6. Middle-aged Adulthood (41 – 64 years old)


Cognitive stage: Formal operations
General Characteristics: Sense of self well-developed, Concerned with physical changes, At
peak in career, Explores alternative lifestyles, Reflects on contributions to family and society,
Reexamines goals and values, Questions achievements and successes, Has confidence in abilities,
Desires to modify unsatisfactory aspects of life
Teaching Strategies: Focus on maintaining independence and reestablishing normal life patterns,
Assess positive and negative past experiences with learning, Assess potential sources of stress
caused by midlife crisis issues, Provide information to coincide with life concerns and problems.

7. Older Adulthood (65 years and over)


Cognitive stage: Formal operations
General Characteristics: Decreased ability to think abstractly, process information, Decreased
short-term memory, Increased reaction time, Increased test anxiety, Stimulus persistence
(afterimage), Focuses on past life experiences
Teaching Strategies: Focus on maintaining independence and reestablishing normal life patterns,
Assess positive and negative past experiences with learning, Assess potential sources of stress
caused by midlife crisis issues, Provide information to coincide with life concerns and problems.

Principles of Teaching
1. Credibility
It is the degree to which the message to be communicated is perceived as trustworthy by the receiver.
Good health education must be consistent and compatible with scientific knowledge and also with the
local culture, educational system and social goals.

2. Interest
Health teaching should be related to the interests of the people
Health programme should be based on the “FELT NEEDS”, so that it becomes “people’s programme
Felt needs are the real health needs of the people, that is needs the people feel about themselves.

3. Participation
A high degree of participation tends to create a sense of involvement, personal acceptance and
decision –making.
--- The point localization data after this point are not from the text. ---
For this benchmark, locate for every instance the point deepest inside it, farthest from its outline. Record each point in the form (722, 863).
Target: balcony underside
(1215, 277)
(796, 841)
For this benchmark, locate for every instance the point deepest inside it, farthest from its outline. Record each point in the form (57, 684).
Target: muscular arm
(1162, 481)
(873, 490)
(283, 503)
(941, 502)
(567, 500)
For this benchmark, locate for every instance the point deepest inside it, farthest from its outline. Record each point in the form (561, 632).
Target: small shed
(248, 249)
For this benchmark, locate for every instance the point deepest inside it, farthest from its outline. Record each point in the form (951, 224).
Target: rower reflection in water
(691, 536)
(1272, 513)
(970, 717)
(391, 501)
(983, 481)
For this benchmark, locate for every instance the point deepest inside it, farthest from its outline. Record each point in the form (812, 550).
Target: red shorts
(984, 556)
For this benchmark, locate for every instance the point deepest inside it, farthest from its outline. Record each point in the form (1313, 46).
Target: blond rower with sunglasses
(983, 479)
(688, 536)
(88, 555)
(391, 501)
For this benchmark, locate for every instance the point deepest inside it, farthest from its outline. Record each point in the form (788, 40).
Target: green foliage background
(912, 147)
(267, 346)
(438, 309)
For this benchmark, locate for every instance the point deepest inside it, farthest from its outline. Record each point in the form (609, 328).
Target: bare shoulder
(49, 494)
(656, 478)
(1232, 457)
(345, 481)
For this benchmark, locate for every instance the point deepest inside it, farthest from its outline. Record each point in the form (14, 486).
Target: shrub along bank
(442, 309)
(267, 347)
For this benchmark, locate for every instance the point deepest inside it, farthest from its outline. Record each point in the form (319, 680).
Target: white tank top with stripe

It provides maximum feedback.

4. Motivation
In every person, there is a fundamental desire to learn. Awakening this desire is called motivation.

There are two types of motives:


 Primary motives – are driving forces initiating people into action.
 Secondary motives –are created by outside forces or incentives.
Incentives may be positive or negative. Need for incentives is a first step in learning to change.
Main aim of motivation is to change behavior. Motivation is contagious: one motivated person may
spread motivation throughout a group.

5. Comprehension
Health educator must know the level of understanding, education and literacy of people to whom the
teaching is directed. Always communicate in the language people understand. Teaching should be
within the mental capacity of the audience.

6. Reinforcement
Repetition of message at intervals is necessary. If the message is repeated in different ways, people
are more likely to remember it.
7. Learning by doing
The importance of learning by doing can be best illustrated by the Chinese proverb “if I hear, I forget;
if I see, I remember; if I do, I know”.

8. Known to unknown
We must proceed,
“from the concrete to the abstract”
“from the particular to the general”
“from the simple to the more complicated”
“from the easy to more difficult”
“from the known to unknown”

Here health communicator uses the existing knowledge of the people as pegs on which to hang new
knowledge.

9. Setting an example
The health educator should set a good example in the things he is teaching.

10. Good human relations


Sharing of information, ideas and feeling happen most easily between people who have a good
relationship. Building good relationship with people goes hand in hand with developing
communication skills.

11. Feedback
The health educator can modify the elements of the system (e.g., message, channels) in the light of
feedback from his audience. For effective communication, feedback is of paramount importance.

12. Leaders
Leaders are agents of change and they can be made use of in health education work.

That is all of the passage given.